Gunmaker Sig Sauer is facing a new lawsuit from a U.S. federal agent who claims his holstered P320 pistol discharged without him pulling the trigger and struck him in his upper right hip.
According to a Thursday press release by Saltz Mongeluzzi & Bendesky P.C., former U.S. Marine and Immigration Customs and Enforcement (ICE) agent Keith Slatowski was preparing to discharge his service pistol at a government firing range on Sept. 21, 2020, without him touching or even pulling the trigger.
The accidental discharge resulted in “substantial injury, maceration of tissue, blood loss, and nerve damage” according to the press release. The lawsuit alleges Slatowski’s injuries are the result of “potentially deadly design defects.”
Bagnell Law, LLC, is also representing Slatowski in the case and attorney Jeffrey S. Bagnell several other people who have suffered injuries with Sig Sauer’s P320. Bagnell said, “There are hundreds of thousands of these guns in circulation now – in the holsters of police and in households of private citizens – and we believe, based on the disturbing number of incidents to date, that they present a serious safety risk to their owners and those around them.”
Slatowski’s attorneys said Slatowski’s weapon accidentally fired despite the Sig Sauer promotional material claiming the gun will not fire “unless you want it to.”
The lawsuit is particularly noteworthy as the Sig Sauer P320 is a design nearly identical to the M17 and M18 Modular Handgun System adopted by the U.S. Army in 2017.
“I’m shocked that a firearms manufacturer would design, build and sell a lethal weapon knowing it could fire without the most highly trained soldier, agent, or civilian ever touching the trigger,” Slatowski said. “I also cannot believe that the gun maker repeatedly has blamed the victims for their own negligence, as if me, the sheriff’s deputy in Virginia whose leg was shattered, the special forces operative in Canada, on and on, were all at fault, as if we intended to shoot ourselves. They don’t confront the fact their gun is prone to defective firing and somebody’s going to get killed unless they’re recalled and fixed.”
Sig Sauer spokesman Michael Marotte told Military.com the gun manufacturer is not prepared to comment on the new lawsuit.
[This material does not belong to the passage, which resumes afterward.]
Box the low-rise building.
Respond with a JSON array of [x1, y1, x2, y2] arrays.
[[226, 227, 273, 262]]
Sig Sauer has previously seen lawsuits raising concerns with the P320. In March 2020, a judge allowed a lawsuit to proceed against Sig Sauer over similar P320 accidental discharge concerns and the company agreed to provide a free voluntary upgrade to anyone who purchased models of the firearm manufactured before Aug. 8, 2017.
Slatowski’s lawsuit alleges the P320 has had at least 28 accidental discharge incidents among law enforcement officers, 15 of which have resulted in injuries.